La strategia di impianto dell'electrode array a livello subretinale è quella attualmente in uso, tuttavia la protesi del Boston Retinal Implant Project è tuttora classificata tra le protesi epiretinali, perché il suo principio di funzionamento generale è assimilabile a quello delle protesi epiretinali.
Poiché il 9 Novembre del 2000 il Boston Retinal Implant Project ha ricevuto l'autorizzazione da parte della FDA a cominciare la prima fase di sperimentazione della protesi sull'uomo, gli sperimentatori hanno inoltre sviluppato una nuova procedura chirurgica d'impianto poco invasiva, detta tecnica d'impianto "ab externo". Tale tecnica prevede che il medico realizzi, mediante un apposito strumento, una piccola tasca che viene poi riempita di fluido, in modo tale da separare la retina dall'epitelio pigmentato e da creare lo spazio idoneo per l'inserzione dell'impianto, fatto scorrere lungo la superficie esterna dell'occhio.

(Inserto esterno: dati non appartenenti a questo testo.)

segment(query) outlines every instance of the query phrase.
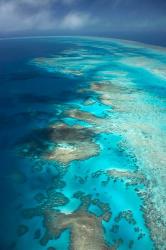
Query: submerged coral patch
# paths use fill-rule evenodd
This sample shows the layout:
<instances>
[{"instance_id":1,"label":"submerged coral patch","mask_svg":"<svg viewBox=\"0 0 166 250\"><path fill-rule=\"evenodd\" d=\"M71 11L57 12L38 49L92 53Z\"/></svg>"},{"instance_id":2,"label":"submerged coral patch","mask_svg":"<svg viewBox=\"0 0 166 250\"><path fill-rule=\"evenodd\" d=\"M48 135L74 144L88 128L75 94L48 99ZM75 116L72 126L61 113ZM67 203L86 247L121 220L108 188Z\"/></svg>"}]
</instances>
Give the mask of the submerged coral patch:
<instances>
[{"instance_id":1,"label":"submerged coral patch","mask_svg":"<svg viewBox=\"0 0 166 250\"><path fill-rule=\"evenodd\" d=\"M73 160L86 159L99 153L99 146L93 140L95 133L79 125L63 123L49 128L34 130L19 145L21 155L55 160L68 164Z\"/></svg>"}]
</instances>

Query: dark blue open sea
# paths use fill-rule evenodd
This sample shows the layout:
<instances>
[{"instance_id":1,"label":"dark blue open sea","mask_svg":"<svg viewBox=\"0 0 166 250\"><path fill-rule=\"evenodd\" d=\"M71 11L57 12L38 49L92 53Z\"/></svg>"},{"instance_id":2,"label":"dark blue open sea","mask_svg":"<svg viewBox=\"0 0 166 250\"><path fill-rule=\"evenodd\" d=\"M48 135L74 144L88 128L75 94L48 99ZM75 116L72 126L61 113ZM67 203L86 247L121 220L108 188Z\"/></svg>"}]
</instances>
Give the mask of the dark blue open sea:
<instances>
[{"instance_id":1,"label":"dark blue open sea","mask_svg":"<svg viewBox=\"0 0 166 250\"><path fill-rule=\"evenodd\" d=\"M166 50L0 40L0 250L166 249Z\"/></svg>"}]
</instances>

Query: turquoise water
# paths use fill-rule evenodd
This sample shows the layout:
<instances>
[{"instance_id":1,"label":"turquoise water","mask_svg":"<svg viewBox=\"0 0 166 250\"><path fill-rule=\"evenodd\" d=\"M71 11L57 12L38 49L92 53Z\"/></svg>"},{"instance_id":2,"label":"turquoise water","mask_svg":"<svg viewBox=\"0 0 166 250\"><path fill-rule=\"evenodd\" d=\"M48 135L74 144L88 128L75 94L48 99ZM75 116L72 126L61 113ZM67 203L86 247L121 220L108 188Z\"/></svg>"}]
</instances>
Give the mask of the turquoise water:
<instances>
[{"instance_id":1,"label":"turquoise water","mask_svg":"<svg viewBox=\"0 0 166 250\"><path fill-rule=\"evenodd\" d=\"M151 224L147 204L152 202L154 211L157 207L157 223L163 225L166 50L113 39L57 37L0 40L0 53L0 249L70 249L74 222L42 243L50 210L58 218L79 212L95 216L108 249L117 240L120 250L165 249L163 238L153 235L164 231ZM73 109L91 119L71 117ZM97 154L66 164L50 160L46 152L58 145L73 147L70 140L48 137L48 128L58 123L93 132L89 137ZM111 170L119 176L111 176ZM128 184L131 177L123 172L144 176L144 182ZM39 214L25 218L24 211L32 208ZM133 220L117 219L122 213Z\"/></svg>"}]
</instances>

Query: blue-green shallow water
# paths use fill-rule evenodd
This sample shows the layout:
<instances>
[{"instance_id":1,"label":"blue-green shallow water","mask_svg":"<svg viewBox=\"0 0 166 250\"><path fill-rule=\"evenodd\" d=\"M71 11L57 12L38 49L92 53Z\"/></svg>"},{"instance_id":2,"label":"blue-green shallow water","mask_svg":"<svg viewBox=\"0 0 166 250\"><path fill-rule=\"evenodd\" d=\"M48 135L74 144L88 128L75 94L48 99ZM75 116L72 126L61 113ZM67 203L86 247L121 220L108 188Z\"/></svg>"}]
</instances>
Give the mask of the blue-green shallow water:
<instances>
[{"instance_id":1,"label":"blue-green shallow water","mask_svg":"<svg viewBox=\"0 0 166 250\"><path fill-rule=\"evenodd\" d=\"M41 57L53 58L52 65L38 63L36 58ZM134 64L133 58L138 59L139 64ZM112 216L108 222L103 220L101 223L108 247L116 239L121 239L118 249L154 249L155 243L141 210L143 201L135 191L136 187L144 190L144 186L127 186L125 181L114 181L107 175L107 170L111 169L135 171L139 164L144 168L144 158L137 159L137 152L130 153L130 148L120 150L120 143L127 140L125 133L120 133L121 130L99 133L95 143L100 146L100 153L89 159L73 161L67 166L43 159L37 148L33 158L24 158L18 154L17 146L33 129L45 128L59 121L70 126L79 124L92 128L93 125L84 120L63 114L73 108L105 119L105 123L112 118L115 127L118 124L122 130L124 123L139 121L146 124L152 120L157 129L165 131L162 117L161 122L153 117L156 108L158 117L165 112L165 67L164 50L122 41L71 37L0 40L0 217L3 225L0 229L0 249L70 248L70 228L66 228L58 239L50 240L43 246L40 243L45 232L43 217L31 220L22 217L23 209L37 206L35 195L39 192L46 195L49 189L68 198L67 204L56 204L59 213L79 211L83 201L74 197L77 192L82 192L83 197L89 195L87 212L96 217L102 214L100 205L108 204ZM160 70L156 72L158 68ZM97 93L78 92L78 89L88 88L93 82L105 80L115 81L124 89L140 91L140 96L134 96L135 114L130 113L125 99L123 108L126 112L111 112L113 107L101 103ZM93 99L92 105L85 104L88 99ZM142 116L137 103L150 105L152 113ZM127 129L131 130L131 127ZM153 135L153 131L150 133ZM97 171L100 172L95 176ZM98 199L97 205L93 204L93 199ZM128 210L132 212L135 224L123 218L115 221L120 212ZM22 224L28 226L28 231L18 236L18 227ZM112 230L115 225L118 225L117 231ZM139 232L134 230L136 227ZM38 237L35 236L37 230ZM143 237L139 239L140 233ZM130 244L131 241L133 244Z\"/></svg>"}]
</instances>

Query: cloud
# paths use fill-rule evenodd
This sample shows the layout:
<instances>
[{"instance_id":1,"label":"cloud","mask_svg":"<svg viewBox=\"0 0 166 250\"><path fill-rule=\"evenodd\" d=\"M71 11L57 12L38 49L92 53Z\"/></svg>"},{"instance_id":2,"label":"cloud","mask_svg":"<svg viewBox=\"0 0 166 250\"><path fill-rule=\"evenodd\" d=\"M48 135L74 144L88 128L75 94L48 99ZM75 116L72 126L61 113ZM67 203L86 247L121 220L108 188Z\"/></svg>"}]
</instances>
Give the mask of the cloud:
<instances>
[{"instance_id":1,"label":"cloud","mask_svg":"<svg viewBox=\"0 0 166 250\"><path fill-rule=\"evenodd\" d=\"M79 29L92 24L91 16L87 13L71 12L67 14L61 22L63 29Z\"/></svg>"},{"instance_id":2,"label":"cloud","mask_svg":"<svg viewBox=\"0 0 166 250\"><path fill-rule=\"evenodd\" d=\"M0 5L0 30L11 32L29 29L51 29L55 20L47 10L33 13L31 15L20 11L19 6L13 2Z\"/></svg>"},{"instance_id":3,"label":"cloud","mask_svg":"<svg viewBox=\"0 0 166 250\"><path fill-rule=\"evenodd\" d=\"M50 8L53 1L58 4L57 1L59 0L9 0L0 2L0 31L10 33L27 30L54 30L56 32L69 29L78 30L94 24L91 15L83 11L71 12L68 10L66 13L56 15L58 13L56 4L54 8ZM65 1L65 4L71 4L75 0L63 1ZM27 4L30 10L25 6L22 9L23 4Z\"/></svg>"}]
</instances>

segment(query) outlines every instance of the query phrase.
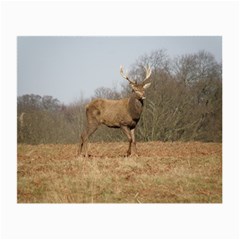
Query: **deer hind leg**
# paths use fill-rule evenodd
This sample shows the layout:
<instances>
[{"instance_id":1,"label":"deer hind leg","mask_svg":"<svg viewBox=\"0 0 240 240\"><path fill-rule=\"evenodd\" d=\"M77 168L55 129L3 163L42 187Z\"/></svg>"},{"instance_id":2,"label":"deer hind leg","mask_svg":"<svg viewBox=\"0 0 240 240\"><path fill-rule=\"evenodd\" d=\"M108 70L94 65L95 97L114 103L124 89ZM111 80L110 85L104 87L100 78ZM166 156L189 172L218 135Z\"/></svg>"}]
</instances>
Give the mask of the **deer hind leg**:
<instances>
[{"instance_id":1,"label":"deer hind leg","mask_svg":"<svg viewBox=\"0 0 240 240\"><path fill-rule=\"evenodd\" d=\"M131 155L131 148L132 148L132 135L131 135L131 130L127 126L122 126L121 127L122 131L126 134L128 141L129 141L129 146L127 150L127 156Z\"/></svg>"}]
</instances>

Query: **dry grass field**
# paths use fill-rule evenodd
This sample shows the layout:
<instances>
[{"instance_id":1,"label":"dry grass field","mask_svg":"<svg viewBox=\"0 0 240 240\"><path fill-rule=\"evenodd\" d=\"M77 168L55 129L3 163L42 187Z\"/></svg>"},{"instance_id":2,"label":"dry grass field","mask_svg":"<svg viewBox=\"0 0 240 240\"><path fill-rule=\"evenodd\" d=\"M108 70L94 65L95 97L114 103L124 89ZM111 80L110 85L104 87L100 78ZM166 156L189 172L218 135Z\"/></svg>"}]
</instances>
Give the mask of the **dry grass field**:
<instances>
[{"instance_id":1,"label":"dry grass field","mask_svg":"<svg viewBox=\"0 0 240 240\"><path fill-rule=\"evenodd\" d=\"M221 203L222 144L18 145L18 203Z\"/></svg>"}]
</instances>

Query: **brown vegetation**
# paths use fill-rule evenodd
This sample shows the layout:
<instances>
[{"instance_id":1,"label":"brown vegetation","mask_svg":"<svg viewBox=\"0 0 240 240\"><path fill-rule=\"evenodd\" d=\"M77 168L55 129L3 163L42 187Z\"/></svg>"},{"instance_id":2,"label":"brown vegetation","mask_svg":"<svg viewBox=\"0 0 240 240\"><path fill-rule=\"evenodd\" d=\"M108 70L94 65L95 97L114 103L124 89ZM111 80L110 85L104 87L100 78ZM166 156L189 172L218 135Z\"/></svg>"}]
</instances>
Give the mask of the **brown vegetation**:
<instances>
[{"instance_id":1,"label":"brown vegetation","mask_svg":"<svg viewBox=\"0 0 240 240\"><path fill-rule=\"evenodd\" d=\"M127 142L18 145L18 203L221 203L222 144Z\"/></svg>"}]
</instances>

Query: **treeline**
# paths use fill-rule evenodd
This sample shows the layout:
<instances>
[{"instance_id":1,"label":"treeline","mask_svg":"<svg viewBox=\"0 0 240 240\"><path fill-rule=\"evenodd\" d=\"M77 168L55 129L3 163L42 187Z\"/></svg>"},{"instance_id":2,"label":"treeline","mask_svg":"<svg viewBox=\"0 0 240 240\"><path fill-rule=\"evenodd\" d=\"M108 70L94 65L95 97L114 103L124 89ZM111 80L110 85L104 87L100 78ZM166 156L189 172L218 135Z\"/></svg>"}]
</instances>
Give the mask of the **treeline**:
<instances>
[{"instance_id":1,"label":"treeline","mask_svg":"<svg viewBox=\"0 0 240 240\"><path fill-rule=\"evenodd\" d=\"M144 111L136 130L138 141L222 141L222 65L200 51L171 59L158 50L141 56L129 76L143 79L144 67L152 68ZM93 98L119 99L130 89L123 80L121 91L101 87ZM18 142L77 143L85 126L85 105L90 99L64 105L52 96L18 97ZM101 127L92 141L123 141L118 129Z\"/></svg>"}]
</instances>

Primi risultati della fase di sperimentazione clinica
Il 9 Novembre del 2000 il Boston Retinal Implant Project ha ricevuto l'autorizzazione da parte della FDA a cominciare la prima fase di sperimentazione della protesi sull'uomo.
Fino ad ora la protesi è stata impiantata su sei volontari.
La procedura chirurgica è stata eseguita mentre i soggetti erano localmente anestetizzati, ma svegli; in questo modo essi potevano comunicare direttamente durante l'operazione eventuali cambiamenti della propria percezione visiva. Gli esperimenti condotti sono sempre stati relativamente brevi (sono durati al massimo per qualche ora), ma hanno dato risultati promettenti. La maggior parte dei pazienti, definiti legalmente non vedenti da decine di anni, hanno riportato sensazioni visive e alcuni di essi sono stati persino in grado di riconoscere una linea in risposta al relativo pattern di stimolazione.
Stato attuale del progetto
Le risposte positive sino ad ora ottenute incoraggiano i ricercatori a credere che ci sia la concreta possibilità di ottenere, in futuro, un soddisfacente ripristino della visione, attraverso l'impiego di questo tipo di protesi. Per raggiungere questo risultato il gruppo è impegnato su più fronti: si stanno ricercando parametri di stimolazione idonei ad eccitare le cellule retiniche in modo da evocare un'immagine chiara e definita, senza però arrecare danno alla retina; si stanno sviluppando nuovi materiali con un maggiore grado di biocompatibilità e idonei a preservare dall'usura i delicati elementi circuitali che compongono la protesi; si stanno esaminando le alterazioni funzionali a carico delle cortecce visive che si verificano in risposta alla cecità.